We paid for all of the bridesmaid dresses at our wedding.

Post # 8
Member
1199 posts
Bumble bee
  • Wedding: November 2011

My BMs paid for their own dresses and alterations.  I feel like that is the norm for this area (mid-atlantic).

Post # 9
Member
1269 posts
Bumble bee
  • Wedding: May 2013

Usually the bridesmaids do. I will be making the dresses for my girls so I’m buying the material. The girls might chip in later.

Post # 10
Member
403 posts
Helper bee
  • Wedding: May 2012

Traditionally BM’s pay for their own dresses. I’m only having a Maid/Matron of Honor who is my younger sister. She’s travelling for the wedding and I wanted a particular dress which was on the pricey side but I know she loved and would wear again so I paid for it. The dress and jelwery along with spa day was our treat and my gift to her!

 

Post # 11
Member
403 posts
Helper bee
  • Wedding: May 2012

she’s taking care of alterations and shoes though!

Post # 12
Member
827 posts
Busy bee

The bridesmaids, unless the bride is wealthy and/or wants them to wear very expensive dresses.

Post # 13
Member
319 posts
Helper bee
  • Wedding: December 2012

Traditionally, the bridesmaids pay for their own dresses, alterations, hair, makeup, travel expenses, contributions to any showers/parties as well as a contribution to the gift that the bridesmaids get the bride.  Keyword here is: Traditionally.  Traditionally, if the bridesmaid was not at a finanancil point in her life where she could commit to the above responsibilities, she would turn down the offer (reglardless of how close she was to the bride) now a days, I feel like it’s more of, were best friends so of course I’m your BM–there’s no more thought about it past that.  And I am not saying any one way is right or wrong.  

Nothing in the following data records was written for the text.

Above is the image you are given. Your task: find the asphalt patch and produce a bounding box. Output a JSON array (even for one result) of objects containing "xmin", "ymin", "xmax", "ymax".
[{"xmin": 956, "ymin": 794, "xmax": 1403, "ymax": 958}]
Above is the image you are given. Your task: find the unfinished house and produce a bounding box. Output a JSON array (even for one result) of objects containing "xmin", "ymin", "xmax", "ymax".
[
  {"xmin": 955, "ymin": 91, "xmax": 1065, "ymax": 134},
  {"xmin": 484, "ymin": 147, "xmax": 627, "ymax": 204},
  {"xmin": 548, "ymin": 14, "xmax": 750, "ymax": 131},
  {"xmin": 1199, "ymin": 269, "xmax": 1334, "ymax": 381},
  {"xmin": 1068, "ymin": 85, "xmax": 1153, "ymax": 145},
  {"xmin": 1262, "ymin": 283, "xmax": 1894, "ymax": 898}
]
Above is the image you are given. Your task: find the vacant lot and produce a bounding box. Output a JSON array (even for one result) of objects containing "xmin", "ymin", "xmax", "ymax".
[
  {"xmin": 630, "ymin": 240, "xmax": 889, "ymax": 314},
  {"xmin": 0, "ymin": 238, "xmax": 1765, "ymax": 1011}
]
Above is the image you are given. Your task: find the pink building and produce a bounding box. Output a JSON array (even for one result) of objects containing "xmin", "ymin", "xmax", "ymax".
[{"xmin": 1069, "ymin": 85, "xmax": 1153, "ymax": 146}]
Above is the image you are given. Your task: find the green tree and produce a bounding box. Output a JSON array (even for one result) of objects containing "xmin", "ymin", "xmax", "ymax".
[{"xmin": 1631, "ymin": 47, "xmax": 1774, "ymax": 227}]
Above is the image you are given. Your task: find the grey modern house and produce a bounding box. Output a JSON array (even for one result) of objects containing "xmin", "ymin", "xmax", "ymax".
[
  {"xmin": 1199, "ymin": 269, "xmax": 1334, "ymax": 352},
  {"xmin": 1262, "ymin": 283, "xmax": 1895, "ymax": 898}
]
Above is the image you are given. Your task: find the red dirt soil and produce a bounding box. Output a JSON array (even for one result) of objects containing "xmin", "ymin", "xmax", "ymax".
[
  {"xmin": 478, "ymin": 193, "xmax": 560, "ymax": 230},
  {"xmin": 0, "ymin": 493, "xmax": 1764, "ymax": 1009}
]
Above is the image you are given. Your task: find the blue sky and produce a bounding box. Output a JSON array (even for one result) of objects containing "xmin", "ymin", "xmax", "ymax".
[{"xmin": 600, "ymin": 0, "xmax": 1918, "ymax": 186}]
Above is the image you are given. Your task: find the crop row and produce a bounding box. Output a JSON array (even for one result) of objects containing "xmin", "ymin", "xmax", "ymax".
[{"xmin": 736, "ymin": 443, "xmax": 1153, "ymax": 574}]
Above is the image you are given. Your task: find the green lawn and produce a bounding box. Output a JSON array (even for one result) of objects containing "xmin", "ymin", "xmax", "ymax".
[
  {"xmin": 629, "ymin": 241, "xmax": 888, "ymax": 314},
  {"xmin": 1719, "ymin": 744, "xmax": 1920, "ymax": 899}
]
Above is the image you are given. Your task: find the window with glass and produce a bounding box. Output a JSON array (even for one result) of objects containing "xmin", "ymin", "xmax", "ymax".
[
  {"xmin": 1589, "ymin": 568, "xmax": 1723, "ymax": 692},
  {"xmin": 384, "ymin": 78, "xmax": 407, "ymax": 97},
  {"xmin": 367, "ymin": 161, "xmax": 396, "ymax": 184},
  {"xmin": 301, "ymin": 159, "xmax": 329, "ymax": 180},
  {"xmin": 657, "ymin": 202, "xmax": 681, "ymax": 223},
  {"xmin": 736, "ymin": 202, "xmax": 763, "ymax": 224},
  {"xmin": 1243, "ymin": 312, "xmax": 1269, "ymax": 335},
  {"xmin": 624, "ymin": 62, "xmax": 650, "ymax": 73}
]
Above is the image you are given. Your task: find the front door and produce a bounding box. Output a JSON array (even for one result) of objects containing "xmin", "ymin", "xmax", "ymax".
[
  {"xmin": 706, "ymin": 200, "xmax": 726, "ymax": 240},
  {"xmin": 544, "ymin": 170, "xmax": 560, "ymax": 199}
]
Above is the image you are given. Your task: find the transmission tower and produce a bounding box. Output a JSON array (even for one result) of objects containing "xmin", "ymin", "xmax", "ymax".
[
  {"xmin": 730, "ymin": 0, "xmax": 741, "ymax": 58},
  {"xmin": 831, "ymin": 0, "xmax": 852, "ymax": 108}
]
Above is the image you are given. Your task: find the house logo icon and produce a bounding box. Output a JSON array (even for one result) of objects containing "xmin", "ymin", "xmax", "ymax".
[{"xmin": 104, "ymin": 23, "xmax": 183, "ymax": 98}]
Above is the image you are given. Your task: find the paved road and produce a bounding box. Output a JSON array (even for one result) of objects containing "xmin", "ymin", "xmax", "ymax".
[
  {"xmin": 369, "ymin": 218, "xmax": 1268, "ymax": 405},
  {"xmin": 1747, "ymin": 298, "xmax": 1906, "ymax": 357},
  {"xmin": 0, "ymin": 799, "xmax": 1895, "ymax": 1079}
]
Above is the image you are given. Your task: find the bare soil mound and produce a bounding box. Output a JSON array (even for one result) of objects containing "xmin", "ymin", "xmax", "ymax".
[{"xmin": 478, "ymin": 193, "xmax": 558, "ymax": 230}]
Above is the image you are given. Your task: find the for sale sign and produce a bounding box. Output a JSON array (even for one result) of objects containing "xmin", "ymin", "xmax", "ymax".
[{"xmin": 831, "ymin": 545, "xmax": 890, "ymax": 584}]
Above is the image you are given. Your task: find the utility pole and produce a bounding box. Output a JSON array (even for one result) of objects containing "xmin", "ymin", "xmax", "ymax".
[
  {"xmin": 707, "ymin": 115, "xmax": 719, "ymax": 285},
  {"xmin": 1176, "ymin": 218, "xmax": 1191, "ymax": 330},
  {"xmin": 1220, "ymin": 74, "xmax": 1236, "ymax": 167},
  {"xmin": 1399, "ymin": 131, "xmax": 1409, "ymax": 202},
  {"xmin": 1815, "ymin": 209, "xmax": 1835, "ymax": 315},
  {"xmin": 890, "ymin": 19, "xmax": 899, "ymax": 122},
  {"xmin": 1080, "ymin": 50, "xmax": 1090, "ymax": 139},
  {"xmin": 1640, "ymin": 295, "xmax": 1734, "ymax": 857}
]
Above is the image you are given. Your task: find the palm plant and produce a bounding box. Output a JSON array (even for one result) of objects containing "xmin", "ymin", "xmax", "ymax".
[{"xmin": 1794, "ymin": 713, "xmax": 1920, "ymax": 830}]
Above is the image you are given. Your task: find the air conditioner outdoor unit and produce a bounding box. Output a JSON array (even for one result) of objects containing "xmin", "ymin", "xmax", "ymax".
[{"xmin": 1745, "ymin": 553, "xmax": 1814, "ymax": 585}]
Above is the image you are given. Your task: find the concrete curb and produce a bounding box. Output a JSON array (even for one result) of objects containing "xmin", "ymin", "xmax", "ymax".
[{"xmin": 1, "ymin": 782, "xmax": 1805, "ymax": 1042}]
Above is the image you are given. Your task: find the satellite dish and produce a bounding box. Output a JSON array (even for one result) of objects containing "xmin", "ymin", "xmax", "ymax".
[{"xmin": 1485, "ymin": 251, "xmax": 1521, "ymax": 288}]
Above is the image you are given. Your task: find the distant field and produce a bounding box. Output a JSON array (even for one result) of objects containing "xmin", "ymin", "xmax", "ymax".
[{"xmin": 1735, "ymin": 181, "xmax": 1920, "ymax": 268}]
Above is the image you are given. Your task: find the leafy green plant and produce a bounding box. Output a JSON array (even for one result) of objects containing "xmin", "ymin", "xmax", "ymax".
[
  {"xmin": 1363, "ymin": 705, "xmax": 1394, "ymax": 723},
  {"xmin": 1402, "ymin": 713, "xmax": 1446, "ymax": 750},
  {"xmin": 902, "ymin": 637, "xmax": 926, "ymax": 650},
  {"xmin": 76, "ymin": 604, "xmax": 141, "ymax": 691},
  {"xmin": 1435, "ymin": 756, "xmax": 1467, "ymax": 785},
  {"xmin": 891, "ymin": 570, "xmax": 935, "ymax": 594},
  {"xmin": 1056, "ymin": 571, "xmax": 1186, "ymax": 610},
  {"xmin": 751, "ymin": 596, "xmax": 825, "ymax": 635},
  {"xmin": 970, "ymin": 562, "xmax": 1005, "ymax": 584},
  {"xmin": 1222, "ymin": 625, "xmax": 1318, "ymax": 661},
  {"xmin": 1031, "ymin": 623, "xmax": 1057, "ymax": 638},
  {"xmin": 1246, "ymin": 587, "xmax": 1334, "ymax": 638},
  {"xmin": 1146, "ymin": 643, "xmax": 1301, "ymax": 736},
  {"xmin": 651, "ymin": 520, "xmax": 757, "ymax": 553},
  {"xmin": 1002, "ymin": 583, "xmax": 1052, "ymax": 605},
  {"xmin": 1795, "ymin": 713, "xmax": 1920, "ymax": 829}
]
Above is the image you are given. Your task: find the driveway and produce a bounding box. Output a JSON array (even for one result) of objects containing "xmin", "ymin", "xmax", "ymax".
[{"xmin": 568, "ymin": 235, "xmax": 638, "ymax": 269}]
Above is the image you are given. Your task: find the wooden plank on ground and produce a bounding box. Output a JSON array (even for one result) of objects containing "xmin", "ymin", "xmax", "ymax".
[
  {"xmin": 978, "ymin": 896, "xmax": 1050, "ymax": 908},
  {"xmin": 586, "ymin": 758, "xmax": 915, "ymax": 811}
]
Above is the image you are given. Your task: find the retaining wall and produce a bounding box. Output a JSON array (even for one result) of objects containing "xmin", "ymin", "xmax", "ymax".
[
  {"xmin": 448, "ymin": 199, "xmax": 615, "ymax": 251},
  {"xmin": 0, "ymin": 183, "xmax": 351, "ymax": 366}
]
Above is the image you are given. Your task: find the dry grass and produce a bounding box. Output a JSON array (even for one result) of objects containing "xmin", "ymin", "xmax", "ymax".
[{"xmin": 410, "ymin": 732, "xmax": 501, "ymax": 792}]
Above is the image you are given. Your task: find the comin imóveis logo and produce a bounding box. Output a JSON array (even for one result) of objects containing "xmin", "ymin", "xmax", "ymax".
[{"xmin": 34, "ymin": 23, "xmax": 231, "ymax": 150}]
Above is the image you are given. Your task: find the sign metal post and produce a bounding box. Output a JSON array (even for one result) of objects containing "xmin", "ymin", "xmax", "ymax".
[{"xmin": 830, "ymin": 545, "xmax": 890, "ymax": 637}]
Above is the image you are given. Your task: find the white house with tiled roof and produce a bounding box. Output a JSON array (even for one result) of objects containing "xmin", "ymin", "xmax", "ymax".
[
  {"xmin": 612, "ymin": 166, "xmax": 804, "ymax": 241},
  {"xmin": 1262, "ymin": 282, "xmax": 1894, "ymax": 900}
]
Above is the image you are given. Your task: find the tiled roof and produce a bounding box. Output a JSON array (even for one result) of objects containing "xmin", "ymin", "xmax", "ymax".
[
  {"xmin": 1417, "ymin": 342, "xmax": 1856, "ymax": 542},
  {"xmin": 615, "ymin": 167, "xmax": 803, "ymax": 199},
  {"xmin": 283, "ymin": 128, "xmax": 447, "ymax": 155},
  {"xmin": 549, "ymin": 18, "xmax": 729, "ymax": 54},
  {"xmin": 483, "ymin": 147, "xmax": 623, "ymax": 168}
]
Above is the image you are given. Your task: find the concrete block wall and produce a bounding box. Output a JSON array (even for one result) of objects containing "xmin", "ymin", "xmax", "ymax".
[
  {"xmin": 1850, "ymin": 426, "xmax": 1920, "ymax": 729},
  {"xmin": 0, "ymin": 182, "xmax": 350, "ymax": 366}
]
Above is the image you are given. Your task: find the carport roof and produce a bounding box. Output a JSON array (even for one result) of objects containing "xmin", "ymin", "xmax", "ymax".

I think it’s nice if the bride can help (if she chooses) but noone should call it poor ettiquette if she doesn’t.  

Post # 14
Member
11234 posts
Sugar Beekeeper
  • Wedding: August 2013

My bridesmaids are paying for their dresses. I worked really hard to find a place where we could get dresses in the same/similar colors/styles that would work for several different body types/sizes, as well as keeping the price low. I was complaining that the cheapest dresses I could find were in the $60-70 range, and my BMs told me that I was crazy and that that was cheap. 

Post # 15
Member
1676 posts
Bumble bee
  • Wedding: June 2011

Personally, most of the brides I’ve known have bought their BM’s dresses. I’ve only known of two who didn’t, but, once I found the Bee, I’ve seen that it’s a lot more common. Brides not paying for their Bridesmaid or Best Man dresses doesn’t go over too well in my area/social circle, but that’s because it isn’t considered the “norm”. Personally, I think the bride should pay for her BM’s dresses because they are part of the overall look of her day. If the bride doesn’t want to pay for the dresses, I think it makes much more sense for her to choose a style, color, etc. then allow the BMs to choose the actual dress so they can set their own budget, pick something they actually like, etc. I realize not everyone agrees with me, but I think it is very rude to dictate a particular dress then expect someone else to pay for it. I think many brides forget that their wedding is not nearly as high priority for the budgets of anyone but themselves. 

Post # 16
Member
1676 posts
Bumble bee
  • Wedding: June 2011

@Terryal87:  I agree. 

I think close friends/family have become “shoe-ins” for BMs. It’s often very hard to decline the invitation to be a Bridesmaid or Best Man, even if one isn’t in a place where it is comfortable financially, for fear of insulting the bride/damaging their relationship. I think this is even more reason for the bride to factor the cost into her own budget (because this is her event), allow the BMs to choose their own dress (to set their own budget), or specifically say “I understand if this would be too much of a financial burden” when extending the invitation. Still, many girls won’t be eager to admit the last one, so (IMO) option 1 and 2 are much better.